The file format looks like this:

+--------+----------+---------+---------+-----+
| header | L1 table | extent0 | extent1 | ... |
+--------+----------+---------+---------+-----+

Header

Header {
    uint32_t magic;               /* COW2 */
    uint32_t cluster_size;        /* in bytes */
    uint32_t table_size;          /* table size, in clusters */
    uint32_t first_cluster;       /* in clusters */
    uint64_t features;            /* format feature bits */
    uint64_t compat_features;     /* compat feature bits */
    uint64_t l1_table_offset;     /* L1 table offset, in clusters */
    uint64_t image_size;          /* total image size, in clusters */

    /* if (features & QED_F_BACKING_FILE) */
    uint32_t backing_file_offset; /* in bytes from start of header */
    uint32_t backing_file_size;   /* in bytes */

    /* if (compat_features & QED_CF_BACKING_FORMAT) */
    uint32_t backing_fmt_offset;  /* in bytes from start of header */
    uint32_t backing_fmt_size;    /* in bytes */
}

Extent table

#define TABLE_NOFFSETS (table_size * cluster_size / sizeof(uint64_t))
 
Table {
    uint64_t offsets[TABLE_NOFFSETS];
}

The extent tables are organized as follows:

                   +----------+
                   | L1 table |
                   +----------+
              ,------'  |  '------.
         +----------+   |    +----------+
         | L2 table |  ...   | L2 table |
         +----------+        +----------+
     ,------'  |  '------.
+----------+   |    +----------+
|   Data   |  ...   |   Data   |
+----------+        +----------+

The table_size field allows tables to be multiples of the cluster size. For example, cluster_size=64 KB and table_size=4 results in 256 KB tables.

Operations

Read

  1. If L2 table is not present in L1, read from backing image.
  2. If data cluster is not present in L2, read from backing image.
  3. Otherwise read data from cluster.

Write

  1. If L2 table is not present in L1, allocate new cluster and L2. Perform L2 and L1 link after writing data.
  2. If data cluster is not present in L2, allocate new cluster. Perform L1 link after writing data.
  3. Otherwise overwrite data cluster.

The L2 link should be made after the data is in place on storage. However, when no ordering is enforced the worst case scenario is an L2 link to an unwritten cluster.

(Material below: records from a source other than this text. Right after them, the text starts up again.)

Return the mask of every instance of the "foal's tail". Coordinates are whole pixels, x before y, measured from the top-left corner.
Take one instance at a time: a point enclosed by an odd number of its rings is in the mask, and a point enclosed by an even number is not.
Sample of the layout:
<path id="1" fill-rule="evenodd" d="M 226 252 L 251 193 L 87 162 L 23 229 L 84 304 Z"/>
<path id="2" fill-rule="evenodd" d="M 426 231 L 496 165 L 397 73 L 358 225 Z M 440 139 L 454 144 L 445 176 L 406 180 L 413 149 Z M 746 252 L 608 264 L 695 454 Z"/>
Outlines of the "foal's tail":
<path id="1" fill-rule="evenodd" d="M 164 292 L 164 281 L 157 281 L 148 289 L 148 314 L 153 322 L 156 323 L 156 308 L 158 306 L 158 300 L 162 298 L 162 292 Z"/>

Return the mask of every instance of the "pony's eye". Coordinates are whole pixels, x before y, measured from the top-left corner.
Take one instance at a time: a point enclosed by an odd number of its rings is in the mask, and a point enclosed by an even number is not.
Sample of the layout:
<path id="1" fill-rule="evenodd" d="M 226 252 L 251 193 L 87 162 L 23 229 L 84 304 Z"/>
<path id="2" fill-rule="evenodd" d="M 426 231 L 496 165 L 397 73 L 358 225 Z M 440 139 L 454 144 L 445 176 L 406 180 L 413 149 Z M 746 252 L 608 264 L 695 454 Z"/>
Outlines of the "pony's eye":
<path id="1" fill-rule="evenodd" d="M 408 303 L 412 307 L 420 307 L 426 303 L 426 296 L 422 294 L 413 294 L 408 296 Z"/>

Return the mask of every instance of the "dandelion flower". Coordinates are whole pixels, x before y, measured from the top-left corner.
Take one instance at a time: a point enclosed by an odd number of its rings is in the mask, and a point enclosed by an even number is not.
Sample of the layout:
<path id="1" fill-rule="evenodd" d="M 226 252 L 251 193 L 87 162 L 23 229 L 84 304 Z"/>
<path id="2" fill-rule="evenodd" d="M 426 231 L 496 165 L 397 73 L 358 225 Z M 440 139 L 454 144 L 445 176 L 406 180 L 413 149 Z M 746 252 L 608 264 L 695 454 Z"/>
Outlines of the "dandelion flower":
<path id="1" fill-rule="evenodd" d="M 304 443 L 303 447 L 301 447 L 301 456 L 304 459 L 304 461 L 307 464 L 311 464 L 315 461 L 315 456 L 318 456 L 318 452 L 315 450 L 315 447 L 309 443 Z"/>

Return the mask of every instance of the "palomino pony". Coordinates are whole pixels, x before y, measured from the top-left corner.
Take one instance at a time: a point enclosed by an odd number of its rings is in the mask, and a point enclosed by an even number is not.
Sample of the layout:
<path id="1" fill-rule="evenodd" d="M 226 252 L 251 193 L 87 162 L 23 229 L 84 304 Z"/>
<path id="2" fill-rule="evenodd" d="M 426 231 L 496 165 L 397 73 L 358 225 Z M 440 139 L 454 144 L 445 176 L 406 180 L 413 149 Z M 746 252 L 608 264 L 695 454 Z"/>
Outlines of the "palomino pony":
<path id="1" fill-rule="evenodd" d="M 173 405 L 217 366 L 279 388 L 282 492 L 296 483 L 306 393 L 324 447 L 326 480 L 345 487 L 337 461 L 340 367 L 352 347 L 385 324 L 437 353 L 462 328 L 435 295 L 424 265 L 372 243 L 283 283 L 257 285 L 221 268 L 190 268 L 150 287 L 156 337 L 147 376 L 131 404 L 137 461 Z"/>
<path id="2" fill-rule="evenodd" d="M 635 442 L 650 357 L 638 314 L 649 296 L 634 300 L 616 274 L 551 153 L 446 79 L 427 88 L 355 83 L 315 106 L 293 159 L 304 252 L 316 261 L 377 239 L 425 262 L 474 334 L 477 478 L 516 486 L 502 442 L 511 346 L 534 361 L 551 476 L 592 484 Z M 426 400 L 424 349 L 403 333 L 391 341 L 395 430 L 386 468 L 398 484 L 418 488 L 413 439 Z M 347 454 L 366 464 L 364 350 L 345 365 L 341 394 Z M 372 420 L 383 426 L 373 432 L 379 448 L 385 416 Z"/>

The L1 link must be made after the L2 cluster is in place on storage. If the order is reversed then the L1 table may point to a bogus L2 table. (Is this a problem since clusters are allocated at the end of the file?)

Grow

  1. If table_size * TABLE_NOFFSETS < new_image_size, fail -EOVERFLOW. The L1 table is not big enough.
  2. Write new image_size header field.

Data integrity

Write

Writes that complete before a flush must be stable when the flush completes.

If storage is interrupted (e.g. power outage) then writes in progress may be lost, stable, or partially completed. The storage must not be otherwise corrupted or inaccessible after it is restarted.